Wir finanzieren gerade direkt den Krieg Putins über unsere Gasimporte. Setzten sie sich dafür ein diese SOFORT zu beenden?
Sehr geehrter Herr W.,
haben Sie vielen Dank für Ihre Frage. Ich habe eine ähnlich lautende Frage bereits vor kurzem hier auf dieser Plattform beantwortet. Das Grundproblem hat sich seitdem noch nicht verändert. Zunächst: Dieser brutale und kaltblütige Angriffskrieg Putins ist durch nichts zu rechtfertigen. Gewalt ist niemals eine Lösung. Krieg kennt nur Verlierer. Mein Mitgefühl gilt vor allem dem tapferen ukrainischen Volk, dass sich heldenhaft den irren Plänen eines Machthabers entgegenstellt, der die Zeit zurückdrehen will.
Sie haben mit Ihrer Feststellung leider Recht. Jedoch müssen wir auch über die Folgen sprechen, die das für die deutsche Versorgungssicherheit hätte. Es wäre unverantwortlich heute Entscheidungen treffen, ohne über deren Konsequenzen uns im Klaren zu sein. Deshalb müssen wir uns ehrlich machen und dürfen den zweiten Schritt nicht vor den ersten machen. Was meine ich damit?

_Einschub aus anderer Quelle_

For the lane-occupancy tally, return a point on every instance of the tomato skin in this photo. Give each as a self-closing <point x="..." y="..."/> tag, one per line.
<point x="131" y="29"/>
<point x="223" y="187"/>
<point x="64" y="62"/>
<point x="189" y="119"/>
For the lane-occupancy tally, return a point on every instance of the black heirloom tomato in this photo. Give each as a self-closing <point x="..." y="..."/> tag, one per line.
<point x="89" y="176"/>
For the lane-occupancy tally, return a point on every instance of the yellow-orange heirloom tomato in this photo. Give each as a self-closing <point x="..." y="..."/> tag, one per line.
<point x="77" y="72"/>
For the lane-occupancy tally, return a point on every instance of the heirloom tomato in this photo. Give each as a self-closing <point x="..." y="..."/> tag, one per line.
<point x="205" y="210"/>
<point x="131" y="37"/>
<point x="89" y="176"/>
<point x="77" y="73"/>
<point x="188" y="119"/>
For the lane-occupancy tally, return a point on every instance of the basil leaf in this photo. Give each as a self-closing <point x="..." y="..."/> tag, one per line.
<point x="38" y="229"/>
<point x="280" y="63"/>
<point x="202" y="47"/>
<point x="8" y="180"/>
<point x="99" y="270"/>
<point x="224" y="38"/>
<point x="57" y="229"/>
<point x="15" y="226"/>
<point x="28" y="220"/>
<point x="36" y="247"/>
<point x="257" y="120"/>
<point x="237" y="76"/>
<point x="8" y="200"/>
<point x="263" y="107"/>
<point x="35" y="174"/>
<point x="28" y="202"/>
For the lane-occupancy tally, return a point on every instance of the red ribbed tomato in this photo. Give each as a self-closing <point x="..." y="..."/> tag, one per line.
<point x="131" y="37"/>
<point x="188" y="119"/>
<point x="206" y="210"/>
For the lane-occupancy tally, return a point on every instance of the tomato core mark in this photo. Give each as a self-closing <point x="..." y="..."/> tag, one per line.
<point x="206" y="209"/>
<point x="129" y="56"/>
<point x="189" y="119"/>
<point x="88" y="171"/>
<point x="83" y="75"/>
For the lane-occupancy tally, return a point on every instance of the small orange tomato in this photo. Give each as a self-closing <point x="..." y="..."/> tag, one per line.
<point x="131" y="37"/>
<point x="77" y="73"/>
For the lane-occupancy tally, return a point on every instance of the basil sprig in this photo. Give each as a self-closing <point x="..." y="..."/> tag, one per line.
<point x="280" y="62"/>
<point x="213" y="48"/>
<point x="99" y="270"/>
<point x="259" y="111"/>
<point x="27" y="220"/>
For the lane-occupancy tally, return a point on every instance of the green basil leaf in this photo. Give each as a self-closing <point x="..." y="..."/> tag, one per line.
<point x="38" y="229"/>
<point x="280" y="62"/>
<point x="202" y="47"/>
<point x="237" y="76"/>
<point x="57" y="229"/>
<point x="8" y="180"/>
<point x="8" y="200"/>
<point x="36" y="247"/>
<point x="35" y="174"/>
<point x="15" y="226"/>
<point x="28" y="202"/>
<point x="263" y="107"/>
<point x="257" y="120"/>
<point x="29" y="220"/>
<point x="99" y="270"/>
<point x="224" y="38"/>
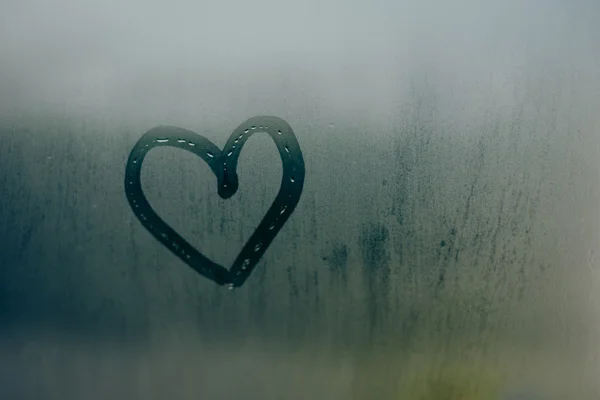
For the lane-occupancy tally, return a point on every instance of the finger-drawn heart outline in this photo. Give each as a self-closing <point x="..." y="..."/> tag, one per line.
<point x="223" y="164"/>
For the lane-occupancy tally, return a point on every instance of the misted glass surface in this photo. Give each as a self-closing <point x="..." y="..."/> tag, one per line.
<point x="445" y="245"/>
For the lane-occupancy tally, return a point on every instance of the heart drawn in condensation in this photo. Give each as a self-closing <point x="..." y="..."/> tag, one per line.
<point x="223" y="164"/>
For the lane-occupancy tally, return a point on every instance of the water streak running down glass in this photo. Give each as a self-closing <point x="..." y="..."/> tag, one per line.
<point x="445" y="245"/>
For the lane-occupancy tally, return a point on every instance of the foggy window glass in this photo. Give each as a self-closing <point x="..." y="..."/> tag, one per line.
<point x="444" y="245"/>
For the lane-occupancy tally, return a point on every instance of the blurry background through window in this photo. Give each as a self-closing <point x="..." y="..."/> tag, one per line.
<point x="445" y="245"/>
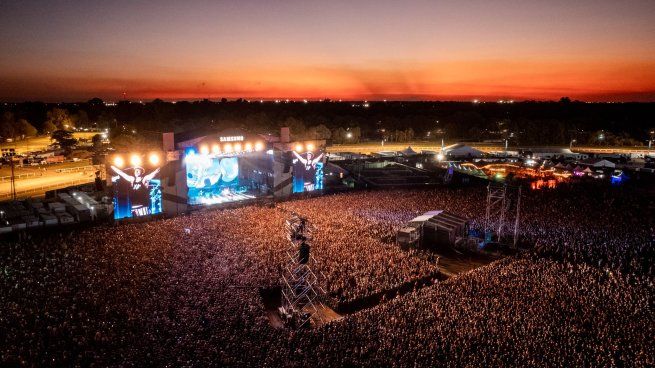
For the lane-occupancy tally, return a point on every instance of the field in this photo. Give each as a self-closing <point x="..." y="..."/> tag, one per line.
<point x="185" y="291"/>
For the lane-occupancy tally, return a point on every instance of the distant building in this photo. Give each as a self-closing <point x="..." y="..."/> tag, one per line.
<point x="462" y="150"/>
<point x="598" y="163"/>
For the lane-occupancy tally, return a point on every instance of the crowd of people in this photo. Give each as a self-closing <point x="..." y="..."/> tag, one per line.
<point x="187" y="290"/>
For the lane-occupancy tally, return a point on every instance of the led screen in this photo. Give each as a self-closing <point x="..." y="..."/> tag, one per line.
<point x="215" y="179"/>
<point x="137" y="192"/>
<point x="307" y="171"/>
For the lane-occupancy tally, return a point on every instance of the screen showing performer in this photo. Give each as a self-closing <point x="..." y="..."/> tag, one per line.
<point x="215" y="179"/>
<point x="307" y="171"/>
<point x="136" y="192"/>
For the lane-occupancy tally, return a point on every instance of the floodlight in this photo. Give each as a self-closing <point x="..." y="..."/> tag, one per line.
<point x="135" y="160"/>
<point x="119" y="162"/>
<point x="153" y="158"/>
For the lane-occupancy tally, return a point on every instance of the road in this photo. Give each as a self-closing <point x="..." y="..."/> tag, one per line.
<point x="40" y="143"/>
<point x="419" y="146"/>
<point x="37" y="186"/>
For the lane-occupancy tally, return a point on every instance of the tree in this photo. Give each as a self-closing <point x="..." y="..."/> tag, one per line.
<point x="25" y="128"/>
<point x="7" y="125"/>
<point x="126" y="142"/>
<point x="296" y="127"/>
<point x="319" y="132"/>
<point x="81" y="119"/>
<point x="65" y="140"/>
<point x="60" y="118"/>
<point x="97" y="142"/>
<point x="49" y="127"/>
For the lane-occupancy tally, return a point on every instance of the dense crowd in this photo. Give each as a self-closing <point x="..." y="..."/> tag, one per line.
<point x="186" y="290"/>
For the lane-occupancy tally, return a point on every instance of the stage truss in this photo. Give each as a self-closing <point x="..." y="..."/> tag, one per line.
<point x="503" y="211"/>
<point x="300" y="290"/>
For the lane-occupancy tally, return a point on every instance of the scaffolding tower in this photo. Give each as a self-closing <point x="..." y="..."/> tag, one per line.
<point x="300" y="290"/>
<point x="503" y="211"/>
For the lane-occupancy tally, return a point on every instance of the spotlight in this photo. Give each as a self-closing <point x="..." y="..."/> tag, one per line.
<point x="154" y="159"/>
<point x="135" y="160"/>
<point x="119" y="162"/>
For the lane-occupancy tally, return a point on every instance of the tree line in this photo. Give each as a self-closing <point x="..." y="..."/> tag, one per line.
<point x="521" y="123"/>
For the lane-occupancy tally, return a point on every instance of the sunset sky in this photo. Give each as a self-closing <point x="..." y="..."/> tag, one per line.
<point x="456" y="50"/>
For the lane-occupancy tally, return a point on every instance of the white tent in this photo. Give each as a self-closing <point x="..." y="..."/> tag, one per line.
<point x="462" y="150"/>
<point x="408" y="151"/>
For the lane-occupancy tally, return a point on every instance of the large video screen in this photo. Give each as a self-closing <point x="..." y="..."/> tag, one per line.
<point x="137" y="191"/>
<point x="307" y="171"/>
<point x="213" y="179"/>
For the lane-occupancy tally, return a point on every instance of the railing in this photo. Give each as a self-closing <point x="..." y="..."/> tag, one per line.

In Europa kommen 40 Prozent des Erdgases aus Russland - etwa 20 EU-Staaten sind von russischen Einfuhren abhängig. In Deutschland hat uns der zeitgleiche Ausstieg aus der Atom- und Kohleverstromung in eine noch verheerende Lage gebracht. Wir beziehen rund 55 Prozent des hier verbrauchten Erdgases und 35 Prozent des Erdöls aus Russland. Dass bei allen Diskussionen zur Energieversorgung stets Klimaaspekte dominierten und (inter)nationale Sicherheitsinteressen vernachlässigt wurden, fällt uns jetzt auf die Füße!
Denn bei einem Embargo wären mitnichten nur deutsche Verbraucher betroffen, die ihre vier Wände mit russischem Öl und Gas warmhalten wollen, sondern noch viel mehr die deutsche Industrie. Um es klar zu sagen: Wenn wir den sibirischen Gashahn abdrehen, dann bleiben deutsche Produktionsbänder stehen. Schwere Schädigungen der Wirtschaft, unseres Wohlstands und nicht zuletzt Arbeitslosigkeit wären kurzfristig das bittere Reslutat. Langfristig werden vom Wirtschaftsministerium "schwere ökonomische Verwerfungen" prognostiziert. Weil diese Maßnahme uns so heftig treffen würden, raten uns sogar die USA (!) davon ab.
Aber, und das ist mir ganz wichtig zu betonen: Das heißt nicht, dass ich ein Handelsverbot und damit auch einen Energielieferstopp kategorisch ablehne. Wir müssen schneller denn je auf den Tag X vorbereitet sein. Wer kann denn garantieren, dass einem europäischen Einfuhrstopp nicht zuvorgekommen wird? Russland nutzt schon heute die Gaslieferungen als Druckmittel. Es ist kein Zufall, dass Gazprom in der jüngeren Vergangenheit seine Gasspeicher in Europa systematisch entleert hat, um eine künstliche Verknappung auf dem Energiemarkt zu bezwecken.
Wir müssen uns schnellstmöglich unabhängig machen und unsere Energieimporte diversifizieren. Nur mit Erneuerbaren wird das kurzfristig nicht zu schaffen sein. Wir werden auch Kohle und Gas aus anderen Ländern einkaufen müssen. Diese bittere Notwendigkeit stammt übrigens nicht von mir - sondern vom Grünen Klima-Minister Robert Habeck. Darüber hinaus kämpfe ich nicht umsonst seit Jahren schon für dringend benötigte LNG-Terminals in Deutschland - insbesondere in meinem Wahlkreis in Stade. Wir haben uns in der Vergangenheit von falsch verstandenem Öko-Aktivismus viel zu schnell das Wasser abgraben lassen. Diese Fehler dürfen wir in Zukunft nicht wiederholen. Deutschland denkt jetzt um. Zu spät, aber besser spät als nie.
Ich hoffe, ich konnte Ihnen nachvollziehbar meine Auffassung zu dieser komplexen Frage schildern.